Klaus-Dieter Fritsche, damals Staatssekretär im Bundesinnenministerium, dozierte im Oktober 2012 gegenüber dem NSU-Untersuchungsausschuss des Bundestages, wie Parlament und Medien mit Akten umzugehen hätten und warum der Ausschuss keineswegs alle Dokumente erhalten dürfe. Er beklagte »Durchstechereien« der Presse, warb für das V-Leute-System und begründete seine feste Absicht, Staatsgeheimnisse zu wahren, die sonst die Arbeit der Regierung unterminieren könnten. So ein Mann macht Karriere.
In der gegenwärtigen Bundesregierung übt er das Amt des Geheimdienstkoordinators aus.
Der Fisch stinkt vom Kopf her.
Das Birlikte-Fest zu Pfingsten hat dazu beigetragen, Fremdenangst zu verringern. Aber sollten die bürgerlichen Organisatoren, zu denen auch der STERN gehörte (Gruner & Jahr, zu 75% in Eigentum von Bertelsmann) beabsichtigt haben, die Fragen nach den staatlichen Helfern des NSU und dem helfenden Staat zu vernebeln – und vieles deutet auf eine derartige Absicht – dann sind sie gescheitert. Denn diese Fragen wurden immer wieder und laut gestellt. Es fiel schon das Wort vom »tiefen Staat«.

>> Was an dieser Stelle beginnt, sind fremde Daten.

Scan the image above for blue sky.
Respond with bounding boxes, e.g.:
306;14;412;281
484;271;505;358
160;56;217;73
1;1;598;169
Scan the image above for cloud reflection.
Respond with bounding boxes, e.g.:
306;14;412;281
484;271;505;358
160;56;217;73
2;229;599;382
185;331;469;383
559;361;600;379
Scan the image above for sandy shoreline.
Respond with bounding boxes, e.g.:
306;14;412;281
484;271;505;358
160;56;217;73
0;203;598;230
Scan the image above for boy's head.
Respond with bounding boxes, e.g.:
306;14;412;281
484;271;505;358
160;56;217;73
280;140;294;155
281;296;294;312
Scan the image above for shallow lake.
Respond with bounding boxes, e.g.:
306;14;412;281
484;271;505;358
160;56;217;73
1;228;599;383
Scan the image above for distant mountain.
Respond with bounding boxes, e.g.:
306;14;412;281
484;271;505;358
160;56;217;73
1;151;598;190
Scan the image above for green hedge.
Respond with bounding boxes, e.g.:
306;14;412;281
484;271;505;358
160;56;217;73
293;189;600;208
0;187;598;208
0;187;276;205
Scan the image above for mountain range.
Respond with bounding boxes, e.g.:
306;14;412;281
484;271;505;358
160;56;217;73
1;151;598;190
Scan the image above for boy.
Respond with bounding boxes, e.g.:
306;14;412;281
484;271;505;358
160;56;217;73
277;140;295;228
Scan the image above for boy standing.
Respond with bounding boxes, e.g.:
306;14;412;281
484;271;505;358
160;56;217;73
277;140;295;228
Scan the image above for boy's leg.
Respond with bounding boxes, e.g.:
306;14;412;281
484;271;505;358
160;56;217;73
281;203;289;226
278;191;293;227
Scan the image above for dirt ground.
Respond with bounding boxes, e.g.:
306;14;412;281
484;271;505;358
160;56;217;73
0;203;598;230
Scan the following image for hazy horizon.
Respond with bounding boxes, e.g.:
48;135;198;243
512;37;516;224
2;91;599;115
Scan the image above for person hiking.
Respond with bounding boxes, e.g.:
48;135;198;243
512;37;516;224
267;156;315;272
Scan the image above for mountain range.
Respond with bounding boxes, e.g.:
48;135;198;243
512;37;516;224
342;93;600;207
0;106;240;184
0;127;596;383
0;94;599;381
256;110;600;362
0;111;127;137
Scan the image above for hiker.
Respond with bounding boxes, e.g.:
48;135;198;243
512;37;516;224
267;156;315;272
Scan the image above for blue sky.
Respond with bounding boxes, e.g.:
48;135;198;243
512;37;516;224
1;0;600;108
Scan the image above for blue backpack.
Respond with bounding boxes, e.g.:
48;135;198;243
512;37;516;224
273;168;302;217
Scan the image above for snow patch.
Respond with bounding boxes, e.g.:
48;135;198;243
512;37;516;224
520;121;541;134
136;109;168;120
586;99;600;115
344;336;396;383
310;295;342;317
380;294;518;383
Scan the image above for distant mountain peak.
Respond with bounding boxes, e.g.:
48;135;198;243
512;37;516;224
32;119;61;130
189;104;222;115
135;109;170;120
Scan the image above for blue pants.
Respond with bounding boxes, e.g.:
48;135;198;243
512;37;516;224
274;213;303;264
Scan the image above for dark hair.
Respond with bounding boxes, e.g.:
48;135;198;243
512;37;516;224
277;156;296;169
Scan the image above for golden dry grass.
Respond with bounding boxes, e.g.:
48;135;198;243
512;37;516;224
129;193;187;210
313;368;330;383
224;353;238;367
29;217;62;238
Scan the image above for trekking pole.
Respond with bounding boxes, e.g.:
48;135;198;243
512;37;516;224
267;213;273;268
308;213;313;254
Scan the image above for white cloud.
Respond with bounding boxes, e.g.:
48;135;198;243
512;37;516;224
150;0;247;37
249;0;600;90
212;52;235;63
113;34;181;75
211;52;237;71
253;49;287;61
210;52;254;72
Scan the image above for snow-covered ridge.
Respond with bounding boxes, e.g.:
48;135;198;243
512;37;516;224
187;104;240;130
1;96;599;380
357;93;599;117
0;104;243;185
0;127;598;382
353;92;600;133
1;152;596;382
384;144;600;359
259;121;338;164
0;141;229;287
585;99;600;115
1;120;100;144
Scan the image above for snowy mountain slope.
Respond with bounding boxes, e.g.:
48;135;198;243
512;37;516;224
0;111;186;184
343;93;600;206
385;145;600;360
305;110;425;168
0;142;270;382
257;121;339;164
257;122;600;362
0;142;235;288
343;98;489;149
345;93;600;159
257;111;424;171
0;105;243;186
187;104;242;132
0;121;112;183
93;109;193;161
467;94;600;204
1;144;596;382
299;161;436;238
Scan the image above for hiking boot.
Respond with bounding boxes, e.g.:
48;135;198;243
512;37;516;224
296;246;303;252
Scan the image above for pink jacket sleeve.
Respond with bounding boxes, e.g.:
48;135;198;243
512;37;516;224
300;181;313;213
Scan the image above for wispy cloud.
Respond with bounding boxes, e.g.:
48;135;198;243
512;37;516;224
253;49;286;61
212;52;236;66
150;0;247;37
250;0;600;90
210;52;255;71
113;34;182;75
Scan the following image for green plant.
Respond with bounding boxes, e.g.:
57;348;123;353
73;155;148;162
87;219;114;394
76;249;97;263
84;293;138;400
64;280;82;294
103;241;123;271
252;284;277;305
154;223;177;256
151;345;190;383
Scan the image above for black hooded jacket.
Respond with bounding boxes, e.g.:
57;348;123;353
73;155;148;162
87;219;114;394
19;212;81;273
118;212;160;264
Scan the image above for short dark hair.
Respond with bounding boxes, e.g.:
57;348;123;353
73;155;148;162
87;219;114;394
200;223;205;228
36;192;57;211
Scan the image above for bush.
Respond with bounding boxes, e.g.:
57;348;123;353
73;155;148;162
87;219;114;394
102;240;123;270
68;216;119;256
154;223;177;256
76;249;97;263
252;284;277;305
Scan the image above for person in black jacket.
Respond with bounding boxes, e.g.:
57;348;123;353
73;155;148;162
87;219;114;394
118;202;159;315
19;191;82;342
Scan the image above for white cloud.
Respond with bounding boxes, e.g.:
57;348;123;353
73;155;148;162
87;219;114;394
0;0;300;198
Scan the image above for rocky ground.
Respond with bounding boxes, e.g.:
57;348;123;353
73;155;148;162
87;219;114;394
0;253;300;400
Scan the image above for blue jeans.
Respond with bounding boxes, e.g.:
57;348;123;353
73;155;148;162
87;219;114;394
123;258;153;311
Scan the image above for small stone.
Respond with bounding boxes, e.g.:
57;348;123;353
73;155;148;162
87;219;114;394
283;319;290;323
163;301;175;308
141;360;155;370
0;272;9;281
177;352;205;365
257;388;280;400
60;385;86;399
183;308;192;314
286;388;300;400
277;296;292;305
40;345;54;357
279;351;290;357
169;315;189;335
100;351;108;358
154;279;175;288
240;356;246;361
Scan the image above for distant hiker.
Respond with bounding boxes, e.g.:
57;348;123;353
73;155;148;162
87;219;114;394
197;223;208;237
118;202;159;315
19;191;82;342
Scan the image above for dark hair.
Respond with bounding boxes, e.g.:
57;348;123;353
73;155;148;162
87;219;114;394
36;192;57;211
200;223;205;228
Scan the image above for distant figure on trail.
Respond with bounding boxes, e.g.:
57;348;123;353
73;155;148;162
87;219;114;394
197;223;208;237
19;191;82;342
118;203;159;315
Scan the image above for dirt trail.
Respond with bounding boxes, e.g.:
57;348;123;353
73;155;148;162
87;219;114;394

Insofern dürfte die biblische Apostelgeschichte über das Pfingstwunder (»Da kam plötzlich vom Himmel her ein Brausen, wie wenn ein heftiger Sturm daherfährt, und erfüllte das ganze Haus, in dem sie waren.«) nicht den plötzlichen Abbruch des Festes um 20.15 Uhr beschreiben, sondern den politischen Sturm, der noch zu erwarten ist.